Momofuku's chicken and egg

Neither Michael nor I said the actual words over the course of the last week of 2011, but in retrospect it was pretty clear we were both missing our tiny kitchen after four days of holiday celebrating with not much opportunity to get behind the stove. Day two of our mini-we-miss-New-York-Week (subtitle: the week we bounced back and forth between Tom Colicchio and David Chang’s cookbooks) was another “let’s take on a Serious Project!” day–although while this is a dish that takes some time to make, with a little planning I could see us enjoying this on a random weekday evening. It was also a great opportunity to break in one of our Christmas presents (although that is a very poor choice of words given what it is):









A set of rice bowls! My brother-in-law is an artist (primarily painting) and a ceramics teacher (not his primary medium but Michael and his siblings are all naturally scary-good at ceramics) and so we have an apartment chock full of his original work and a budding collection of some beautiful dishes that he’s made for us in the studio: namely a coffee mug, a tea mug, and these bowls (of which there are four in all). While there was no way I would not serve chicken & egg in these vessels, I was a little concerned that they’d be too small given all of the delicious food that would be packed into them: brown rice, a poached egg, confit-ed chicken thigh, scallions, and the ever-addictive quick-salt pickles. It’s not easy to tell from these pictures, but they are about the diameter of a well-sized navel orange, more or less. That’s a lot of food to fit into half a navel orange.

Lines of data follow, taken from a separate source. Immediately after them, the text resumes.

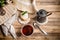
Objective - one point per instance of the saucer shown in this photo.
(43, 22)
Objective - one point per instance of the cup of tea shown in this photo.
(42, 16)
(27, 30)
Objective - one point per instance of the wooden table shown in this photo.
(52, 27)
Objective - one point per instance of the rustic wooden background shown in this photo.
(52, 27)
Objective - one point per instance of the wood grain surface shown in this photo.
(52, 27)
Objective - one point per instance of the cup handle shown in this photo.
(48, 13)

That worrying was completely unfounded once we dug into our bowls and promptly were stuffed almost before we got down to the brown rice, and that’s because you basically cook chicken legs (or thighs only, in our case) in rendered fat that’s spiked with bacon to add smokiness. Ideally it turns into a confit of sorts, but we didn’t go that far on this try–this is where some additional time and planning ahead would have been even more helpful, but the chicken still came out really delicious despite us kind of skipping this step. (Forgive us, Chef Chang.) The chicken is then grilled skin-on and despite cooking in fat it came out quite crispy–then again, the same could be said for fried chicken, so that really should come as no surprise. But it does show you how often we deep-fry food in our household.

Everything else came together smoothly and (mostly) perfectly. The rice needed time to cook, of course, but left on the stovetop it didn’t need much tending and it was nothing simpler than to run a knife through some scallions. The quick-salt pickles were also a breeze to make: 2 Kirby/pickling cucumbers sliced thin either using a sharp knife or mandoline and then mixed with 1 tablespoon each kosher salt and sugar, then letting them sit for 10-15 minutes before rinsing off the salt and sugar. One of my poached eggs was a little over-done (three minutes was a bit too long), but still edible, of course.

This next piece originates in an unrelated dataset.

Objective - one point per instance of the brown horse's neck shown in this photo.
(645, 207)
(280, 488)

So maybe it’s not the most typical of weekday fare, but it did give our Wednesday night an injection of New York sophistication.

    • To quote Blue Oyster Cult: don’t fear the Reaper. And seriously, don’t fear The Chang. Yes, there are Intense-with-a-capital-I recipes in here, but there are more than enough that are accessible and the quick-salt pickles and ginger-scallion sauce recipes alone are so amazing that you feel good for owning this book. For someone who calls herself the Condiment Queen, this books is FOR YOU.

  1. The bowls look pretty and I love their colour. Its enhancing the lovely colours of your dish and making it look so much more tempting!